"No, my lord," he said. "Listen to me; I give you the field, and I give you the cave that is in it. I give it to you in the presence of my people. Bury your dead." Genesis 23:11
The Torah portion for this week, Chayei Sarah, which means "the life of Sarah," is from Genesis 23:1 25:18 and the Haftorah is from 1 Kings 1:1-31.
Many years ago when I was involved in youth work, I was meeting with other leaders when one of the girls there offered to host our next meeting at her house. A few weeks later, I called the girl to take her up on the offer and I was shocked to hear this reply: "Oh, I wasn't serious about that - I was just trying to sound nice!" She wasn't joking, and I had to find another venue for the meeting.
In this week's Torah reading, we mourn the death of Sarah by celebrating her life. Sarah led an exemplary life and serves as a spiritual mother and role model even today. We learn from the Bible how Sarah served God faithfully and was devoted to her husband as she followed them both to a land she did not know. We can imagine Sarah's faith as she waited patiently for a child for 90 years and her endurance as she was abducted twice, first by Pharaoh in Egypt and then by King Abimelek.
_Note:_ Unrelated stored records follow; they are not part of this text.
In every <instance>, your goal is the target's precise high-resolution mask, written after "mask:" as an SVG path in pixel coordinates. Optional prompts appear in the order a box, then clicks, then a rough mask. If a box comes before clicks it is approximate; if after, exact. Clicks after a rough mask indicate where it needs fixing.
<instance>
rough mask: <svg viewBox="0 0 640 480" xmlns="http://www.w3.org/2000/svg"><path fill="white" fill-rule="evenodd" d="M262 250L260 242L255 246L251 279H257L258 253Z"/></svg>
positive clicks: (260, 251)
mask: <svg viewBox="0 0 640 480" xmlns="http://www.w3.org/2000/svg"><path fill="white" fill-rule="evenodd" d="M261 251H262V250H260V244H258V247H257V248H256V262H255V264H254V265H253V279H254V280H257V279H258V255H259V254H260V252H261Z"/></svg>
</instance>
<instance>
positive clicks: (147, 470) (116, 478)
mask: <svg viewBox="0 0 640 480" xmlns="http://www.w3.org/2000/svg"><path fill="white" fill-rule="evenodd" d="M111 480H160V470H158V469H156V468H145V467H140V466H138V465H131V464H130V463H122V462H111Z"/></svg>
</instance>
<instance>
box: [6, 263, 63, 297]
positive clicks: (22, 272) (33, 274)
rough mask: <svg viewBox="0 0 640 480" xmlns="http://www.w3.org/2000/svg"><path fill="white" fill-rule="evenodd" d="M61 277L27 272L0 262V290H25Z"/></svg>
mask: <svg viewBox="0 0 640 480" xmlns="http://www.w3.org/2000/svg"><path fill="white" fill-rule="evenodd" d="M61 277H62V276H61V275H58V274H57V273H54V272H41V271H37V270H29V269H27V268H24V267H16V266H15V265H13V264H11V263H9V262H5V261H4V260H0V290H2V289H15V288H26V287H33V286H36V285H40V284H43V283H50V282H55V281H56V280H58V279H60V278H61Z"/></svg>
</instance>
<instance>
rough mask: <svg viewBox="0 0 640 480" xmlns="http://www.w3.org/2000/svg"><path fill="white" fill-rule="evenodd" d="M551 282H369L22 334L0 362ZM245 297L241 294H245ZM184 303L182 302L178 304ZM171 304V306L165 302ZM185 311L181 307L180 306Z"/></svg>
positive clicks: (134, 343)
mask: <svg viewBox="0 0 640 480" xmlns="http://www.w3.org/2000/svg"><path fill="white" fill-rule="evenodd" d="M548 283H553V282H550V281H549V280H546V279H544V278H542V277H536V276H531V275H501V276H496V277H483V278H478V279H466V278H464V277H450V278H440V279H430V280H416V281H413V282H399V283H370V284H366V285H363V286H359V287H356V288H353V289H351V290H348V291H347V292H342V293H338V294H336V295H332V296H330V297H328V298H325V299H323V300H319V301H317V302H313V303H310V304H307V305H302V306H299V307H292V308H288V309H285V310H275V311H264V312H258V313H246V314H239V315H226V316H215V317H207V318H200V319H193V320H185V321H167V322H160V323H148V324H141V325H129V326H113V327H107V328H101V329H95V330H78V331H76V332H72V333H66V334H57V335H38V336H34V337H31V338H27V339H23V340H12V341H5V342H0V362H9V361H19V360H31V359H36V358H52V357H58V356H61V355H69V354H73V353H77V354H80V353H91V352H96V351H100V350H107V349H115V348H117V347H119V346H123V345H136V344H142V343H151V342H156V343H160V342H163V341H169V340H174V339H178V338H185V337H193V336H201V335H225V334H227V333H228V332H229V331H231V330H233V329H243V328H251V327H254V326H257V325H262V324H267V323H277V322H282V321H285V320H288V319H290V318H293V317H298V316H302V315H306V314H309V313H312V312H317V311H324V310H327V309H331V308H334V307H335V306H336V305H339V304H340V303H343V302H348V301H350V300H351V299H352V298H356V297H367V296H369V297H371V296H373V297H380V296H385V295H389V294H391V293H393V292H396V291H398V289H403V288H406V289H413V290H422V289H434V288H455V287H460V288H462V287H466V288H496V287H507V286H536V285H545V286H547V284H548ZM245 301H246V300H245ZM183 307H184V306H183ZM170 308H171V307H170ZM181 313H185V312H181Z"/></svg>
We see Sarah's warmth and hospitality as she rushed to serve the three visitors who paid Abraham a visit, and Jewish tradition teaches that Sarah taught women about God just as Abraham taught the men. The list goes on.
If you think about it, however, it's interesting to note that for all we know about Sarah, she says very little in the Bible. What we know about her is mostly from her actions, not her words. This prompted the Jewish sages to comment, "Speak little, do much." Actions do speak much louder than words!
In contrast, in this week's reading we come across an individual who "speaks much and does little." That person is Ephron the Hittite from whom Abraham was trying to buy the cave of Machpelah so he could bury Sarah there. Ephron talked big, "I give you the field, and I give you the cave that is in it . . ." Yet, several verses later, we discover Ephron asking for 400 shekels for the same field - an exorbitant price considering the average monthly wage at the time was a mere ten shekels. Ephron spoke a lot about being generous, but he wasn't serious about it - he was just trying to sound nice!
This week is the perfect time to focus on saying less and doing more. Surprise someone with a thoughtful gift, or do a random act of kindness spontaneously. Show up at the home of someone who's lonely, or make an unsolicited gift to a charity. This is the lesson of Sarah and a great tribute to her spirit.